Midnight Madness — Washington Style: Lieberman SD Union Tribune Op-Ed

The San Diego Union-Tribune, The Press of Atlantic City

They’re called midnight regulations — the flood of federal regulatory activity occurring in the closing months of an administration.

Though a phenomenon not restricted to one party, the midnight madness is particularly pronounced in Democratic administrations about to be replaced by Republicans. Professor Jay Cochran of the Mercatus Center at George Mason University in Fairfax, Va., has studied midnight regulations extensively, including the more than 100 rules presently in their final stages. According to Cochran, the last-minute regulatory binge under President Clinton is rivaled in number and scope only by the Carter administration at the end of 1980.

In some instances, Clinton’s midnight regulations (as well as his midnight executive orders) are of a legacy-building nature, particularly environmental measures such as the regulation banning any new roads in nearly 60 million acres of national forests. Others are simply an effort by Clinton appointees to enact pet projects unlikely to garner Republican support, such as the Occupational Safety and Health Administration’s attempt to regulate away workplace injuries caused by repetitive motions.

Perhaps the most consumer-unfriendly midnight regulation is a Department of Energy conservation standard for clothes washers.

The rule will add more than $200 to the initial cost of a clothes washer when it takes full effect in 2007, an amount unlikely to be earned back in the form of lower utility bills. It also may result in a market dominated by front-loading washers rather than the inexpensive top-loading designs popular with consumers.

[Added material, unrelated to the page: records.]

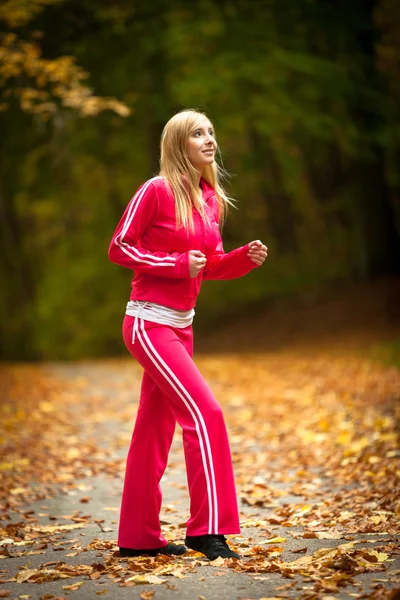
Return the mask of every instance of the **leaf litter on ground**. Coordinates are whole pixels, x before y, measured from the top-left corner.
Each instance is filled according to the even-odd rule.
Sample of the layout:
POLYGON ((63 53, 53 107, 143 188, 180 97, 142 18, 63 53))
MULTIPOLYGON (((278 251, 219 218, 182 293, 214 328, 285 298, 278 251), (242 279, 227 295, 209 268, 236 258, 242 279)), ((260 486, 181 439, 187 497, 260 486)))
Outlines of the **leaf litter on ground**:
MULTIPOLYGON (((75 540, 68 556, 96 550, 102 563, 28 566, 2 582, 81 578, 65 584, 67 591, 99 578, 124 587, 170 585, 207 565, 258 578, 278 573, 283 581, 294 579, 289 586, 297 582, 297 597, 313 600, 353 585, 359 574, 385 574, 399 555, 399 371, 359 355, 322 350, 309 355, 289 350, 202 355, 197 362, 224 408, 230 431, 242 507, 242 535, 232 536, 231 544, 243 559, 209 562, 189 552, 178 559, 121 560, 115 540, 94 537, 86 547, 75 540), (286 550, 296 540, 302 546, 286 550), (307 543, 315 540, 335 546, 310 552, 307 543)), ((54 524, 43 525, 39 515, 26 511, 34 501, 79 491, 78 480, 104 473, 123 477, 118 451, 127 446, 130 432, 119 428, 106 448, 96 433, 110 420, 133 421, 140 370, 129 361, 89 363, 87 370, 92 376, 69 379, 62 369, 1 367, 2 565, 29 552, 45 553, 63 540, 68 543, 65 535, 74 529, 78 533, 96 522, 102 527, 104 520, 95 518, 99 515, 55 515, 54 524), (110 379, 111 398, 104 392, 110 379), (71 418, 78 409, 79 421, 71 418), (72 522, 63 524, 62 519, 72 522)), ((173 467, 183 468, 182 462, 173 467)), ((82 491, 81 504, 90 507, 90 493, 82 491)), ((168 539, 181 537, 186 509, 165 507, 164 515, 172 519, 164 524, 168 539)), ((391 579, 391 585, 400 583, 399 574, 391 579)), ((279 597, 281 593, 289 591, 279 597)), ((389 598, 393 592, 378 581, 370 593, 389 598)), ((151 590, 143 594, 154 595, 151 590)))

Several midnight regulations are merely the last step for proposals that have been kicking around for many years. Often, the delays were due to widespread (and still unresolved) concerns about the regulation at issue.

For example, the roadless initiative threatens to devastate many local economies, and the costly new workplace rules will likely do little to improve employee health and safety. But regulators know that a finalized rule is much harder to undo than a pending one, thus the rush is on to get as much as possible through the pipeline.

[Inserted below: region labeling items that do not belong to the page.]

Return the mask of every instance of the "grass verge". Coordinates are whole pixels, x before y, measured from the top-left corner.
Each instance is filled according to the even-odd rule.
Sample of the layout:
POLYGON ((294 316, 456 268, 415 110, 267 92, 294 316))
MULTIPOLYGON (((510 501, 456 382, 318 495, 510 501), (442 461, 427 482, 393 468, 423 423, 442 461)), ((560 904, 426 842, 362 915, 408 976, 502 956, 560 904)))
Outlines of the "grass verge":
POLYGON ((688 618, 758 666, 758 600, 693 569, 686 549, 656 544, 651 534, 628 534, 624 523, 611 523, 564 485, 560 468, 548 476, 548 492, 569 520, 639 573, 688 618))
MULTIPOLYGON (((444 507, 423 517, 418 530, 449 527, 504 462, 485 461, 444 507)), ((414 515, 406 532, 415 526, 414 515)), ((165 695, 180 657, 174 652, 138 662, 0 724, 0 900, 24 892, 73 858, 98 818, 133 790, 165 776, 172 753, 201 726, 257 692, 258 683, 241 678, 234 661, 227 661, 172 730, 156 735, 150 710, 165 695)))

Midnight regulations are like any other regulations, only more so.

The big problem with the regulatory state is that agencies are generally unaccountable to the public, and thus have little incentive to avoid measures that may impose excessive costs, restrict freedoms or fail to accomplish their goals. Add to that a situation where the highest level agency officials — not to mention the president who appointed them — know they will be out of the government in a few months, and the level of accountability drops even further.

Federal regulators are likely to keep busy right up to Inauguration Day.

Then, the incoming administration, even before it can embark on its own agenda, will face the daunting task of cleaning up the mess left by the outgoing one.

Lieberman is a senior policy analyst with the Competitive Enterprise Institute in Washington, DC.